Blog

Waldemar Kornewald on February 22, 2010

4 things to know for NoSQL Django coders

Update 2: Take a look at the django-dbindexer. Since its release it's possible to use __month= queries so you don't have to use tricky code which uses a date range query for example. Additionally django-dbindexer adds support for simple JOINs.

Update: MongoDB backend is now available too :)

This is the first post in a series that should give you an impression of what non-relational / NoSQL model code looks like with django-nonrel. As mentioned in the previous post, you can see django-nonrel in action on our new website (we use it ourselves in the spirit of dogfooding).

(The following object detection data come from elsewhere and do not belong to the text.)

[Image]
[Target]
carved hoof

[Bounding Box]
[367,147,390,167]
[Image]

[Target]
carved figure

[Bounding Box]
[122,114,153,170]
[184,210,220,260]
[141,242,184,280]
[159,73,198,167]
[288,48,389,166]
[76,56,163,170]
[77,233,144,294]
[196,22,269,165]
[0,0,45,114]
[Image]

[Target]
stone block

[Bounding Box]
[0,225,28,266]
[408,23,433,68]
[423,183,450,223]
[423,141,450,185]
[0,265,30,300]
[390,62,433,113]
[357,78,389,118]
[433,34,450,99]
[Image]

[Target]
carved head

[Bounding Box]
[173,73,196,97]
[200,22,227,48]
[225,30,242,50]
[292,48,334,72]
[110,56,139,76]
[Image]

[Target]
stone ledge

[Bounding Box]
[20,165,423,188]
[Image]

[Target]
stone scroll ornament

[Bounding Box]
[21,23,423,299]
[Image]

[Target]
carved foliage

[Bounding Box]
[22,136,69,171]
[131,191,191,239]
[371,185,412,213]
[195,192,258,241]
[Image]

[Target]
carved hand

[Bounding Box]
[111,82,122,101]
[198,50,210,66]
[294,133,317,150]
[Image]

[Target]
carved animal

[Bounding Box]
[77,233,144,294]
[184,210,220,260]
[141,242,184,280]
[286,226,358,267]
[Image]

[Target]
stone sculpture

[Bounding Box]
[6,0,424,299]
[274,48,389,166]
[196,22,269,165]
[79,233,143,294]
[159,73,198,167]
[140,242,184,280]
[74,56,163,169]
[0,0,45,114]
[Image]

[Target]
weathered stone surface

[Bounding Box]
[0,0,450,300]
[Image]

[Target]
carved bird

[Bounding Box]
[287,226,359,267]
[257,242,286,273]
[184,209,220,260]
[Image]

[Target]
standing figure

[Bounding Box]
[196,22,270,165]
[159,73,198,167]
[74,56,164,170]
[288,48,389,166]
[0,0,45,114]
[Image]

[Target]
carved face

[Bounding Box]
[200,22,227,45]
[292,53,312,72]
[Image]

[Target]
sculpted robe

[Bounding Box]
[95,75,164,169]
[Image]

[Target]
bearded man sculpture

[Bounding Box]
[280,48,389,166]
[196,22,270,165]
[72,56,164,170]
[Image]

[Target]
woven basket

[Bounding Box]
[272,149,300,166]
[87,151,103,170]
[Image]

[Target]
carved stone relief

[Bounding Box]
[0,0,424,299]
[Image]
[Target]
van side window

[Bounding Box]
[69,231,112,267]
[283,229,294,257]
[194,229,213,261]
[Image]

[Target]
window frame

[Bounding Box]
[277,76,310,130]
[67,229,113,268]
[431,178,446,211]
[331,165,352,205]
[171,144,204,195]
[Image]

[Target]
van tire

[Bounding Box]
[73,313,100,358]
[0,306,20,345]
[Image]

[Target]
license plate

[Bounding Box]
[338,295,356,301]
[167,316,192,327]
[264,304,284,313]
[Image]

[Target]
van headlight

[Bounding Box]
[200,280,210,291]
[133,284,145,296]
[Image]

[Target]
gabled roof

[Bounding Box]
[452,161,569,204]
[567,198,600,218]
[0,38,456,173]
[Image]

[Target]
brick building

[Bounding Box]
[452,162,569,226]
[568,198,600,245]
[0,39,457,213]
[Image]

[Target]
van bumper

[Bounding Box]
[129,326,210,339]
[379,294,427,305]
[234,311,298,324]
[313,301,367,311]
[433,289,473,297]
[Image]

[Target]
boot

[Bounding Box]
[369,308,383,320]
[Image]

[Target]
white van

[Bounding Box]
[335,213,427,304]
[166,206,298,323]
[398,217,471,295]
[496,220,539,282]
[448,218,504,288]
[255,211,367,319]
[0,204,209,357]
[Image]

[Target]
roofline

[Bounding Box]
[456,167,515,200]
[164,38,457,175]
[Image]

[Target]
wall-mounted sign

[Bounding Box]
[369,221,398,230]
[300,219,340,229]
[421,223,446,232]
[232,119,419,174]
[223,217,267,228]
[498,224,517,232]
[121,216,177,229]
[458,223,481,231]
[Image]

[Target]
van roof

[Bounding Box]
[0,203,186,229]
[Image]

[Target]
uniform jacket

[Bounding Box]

While everything discussed here should work on all nonrel DBs we currently only have an App Engine backend and soon a MongoDB backend (more on that once it's finished). If you want to help with other backends (Redis, SimpleDB, CouchDB, etc.) please join the discussion group.

We'll dive into the source of our website which contains a very simple "CMS" and a blog app which can host multiple independent blogs. It runs the admin interface unmodified, but with some limitations. Overall, the code is surprisingly similar to normal Django code, but you'll also find that nonrel-compatible models need their own way of thought. What does it take to write a website that is nonrel-compatible? Let's get rolling.

Setting up the environment

You need Python 2.5 or 2.6. Just download and unpack allbuttonspressed.zip and adjust settings.py. This package contains Django nonrel and all other dependencies except for the App Engine SDK. If you want to use the latest repository code you can alternatively take a look at the manual installation instructions. That page also describes how to install the latest App Engine SDK on different operating systems.

You can now simply use manage.py syncdb, manage.py createsuperuser, and manage.py runserver as usual. Finally, you can deploy the site to App Engine via manage.py deploy. This will automatically run syncdb on the production server. If you need to execute a command on the production server prefix it with "remote". For example: "manage.py remote shell". This only works once you've deployed your website, though.

Now, let's dive into the actual code and experience the differences.

JOINs are evil

As our first app we wrote a minimal CMS. Now you might ask, why can't we just use django.contrib.flatpages?

Obvious JOINs ...

Unfortunately, flatpages has a many-to-many relation to Site which means we need JOINs (any query that spans model relations via "__" needs JOINs). Nonrel DBs normally only allow you to specify simple ANDed filter rules on a single model ("table"). We could do an in-memory JOIN by running multiple queries and manually combining the results, but this would make our code unnecessarily complex. I'll talk about alternative solutions later. Since we only have one domain we don't need Site, so let's make our own flatpages alternative.

... and not so obvious JOINs

We just copied the flatpages middleware and started with a fresh model (note, the code is simplified to make the important parts easier to spot):

# minicms/models.py:

# Define an abstract base class which can be reused for our blog posts
class BaseContent(models.Model):
    title = models.CharField(max_length=200)
    content = models.TextField(blank=True)

    class Meta:
        abstract = True

class Page(BaseContent):
    url = models.CharField('URL', max_length=200)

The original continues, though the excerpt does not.